Well, it seems that Bulgakov has challenged us all, when he states that “humanism…up to its present remains pagan, whereas in truth it should be Christian.” He challenges us in his claim that “the true humanism has yet to appear” (142). But Joshua has led us into the complex web of Augustinian textuality that belongs to a Christian humanism that has already appeared….

So I wonder if I could now press Joshua, perhaps, to take a stand and declare himself more fully, as to whether or not he thinks that sophiology is alive and well in the West in the Renaissance, just as he has reminded us that it was in nineteenth century Germany? (Something he finessed most adroitlythe first time around, as I read him….)

And we have not even begun to consider Sophia in Thomistic theology, the theology which directly inspired Dante, of course, on the cusp of the early Renaissance. Dante dared to make the figure of Beatrice into the energizing fountain that maintains the comedic human journey to God, in this life and the next.

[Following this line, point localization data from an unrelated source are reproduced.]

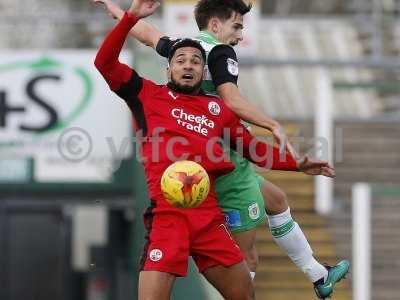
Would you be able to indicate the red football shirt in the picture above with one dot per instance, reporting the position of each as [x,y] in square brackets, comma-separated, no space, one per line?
[177,126]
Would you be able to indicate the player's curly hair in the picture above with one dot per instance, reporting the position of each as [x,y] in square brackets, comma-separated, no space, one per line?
[222,9]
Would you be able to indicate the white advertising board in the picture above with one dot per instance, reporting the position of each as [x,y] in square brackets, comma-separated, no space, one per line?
[57,109]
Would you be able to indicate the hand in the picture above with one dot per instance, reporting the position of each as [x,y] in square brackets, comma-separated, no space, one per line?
[113,9]
[143,8]
[315,167]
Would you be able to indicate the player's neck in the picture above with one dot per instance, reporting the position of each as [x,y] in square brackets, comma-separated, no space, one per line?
[176,88]
[209,36]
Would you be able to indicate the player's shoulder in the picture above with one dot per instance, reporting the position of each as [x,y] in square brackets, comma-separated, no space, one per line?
[215,103]
[164,45]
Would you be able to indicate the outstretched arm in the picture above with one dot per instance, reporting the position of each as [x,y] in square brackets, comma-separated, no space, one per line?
[267,156]
[143,31]
[114,72]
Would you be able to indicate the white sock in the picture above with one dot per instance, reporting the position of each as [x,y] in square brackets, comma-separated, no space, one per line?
[288,235]
[252,275]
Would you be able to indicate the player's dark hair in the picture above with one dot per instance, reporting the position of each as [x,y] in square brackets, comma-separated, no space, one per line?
[221,9]
[186,43]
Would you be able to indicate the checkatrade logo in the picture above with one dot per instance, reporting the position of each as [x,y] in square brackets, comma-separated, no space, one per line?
[42,95]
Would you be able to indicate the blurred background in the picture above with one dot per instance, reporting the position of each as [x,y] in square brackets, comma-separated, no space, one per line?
[72,191]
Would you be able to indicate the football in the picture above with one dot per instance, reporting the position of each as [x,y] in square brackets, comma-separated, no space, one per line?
[185,184]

But if there is a sophiology here, we must trace its distinctive motions here also back to Augustine, as well as to Aquinas, and of course, to Aristotle. For no matter how much its philosophical resources change over time, all of medieval and Renaissance theology remains, in its deep structures, profoundly faithful to the Christianity that Augustine envisioned as a love affair between God and the cosmos. And faithful also to that long Platonic tradition of liberal knowing (liberating knowing) that Joshua has invoked, in which knowledge and love are one.

So…Joshua?

2 Responses to “Bulgakov Blog Conference, Day 11”


  1. 1 Scott

    Can anyone give me a brief description of what ’sophiology’ studies? And, why suppose that Aquinas is the representative of scholastic theology, or even scholastic Augustinian theology? I guess it depends if we’re making a historical claim –as things stood in the 13th/14th centuries, or as things stand now. Aquinas for example, is not nearly as ‘Augustinian’ as e.g., Peter John Olivi. But hey– I guess it depends on which history book we’re reading. All scholars are dependent on other scholars, after all.

  2. 2 Scott

    Oh, wait. Nevermind, I’ve found the post with the goods.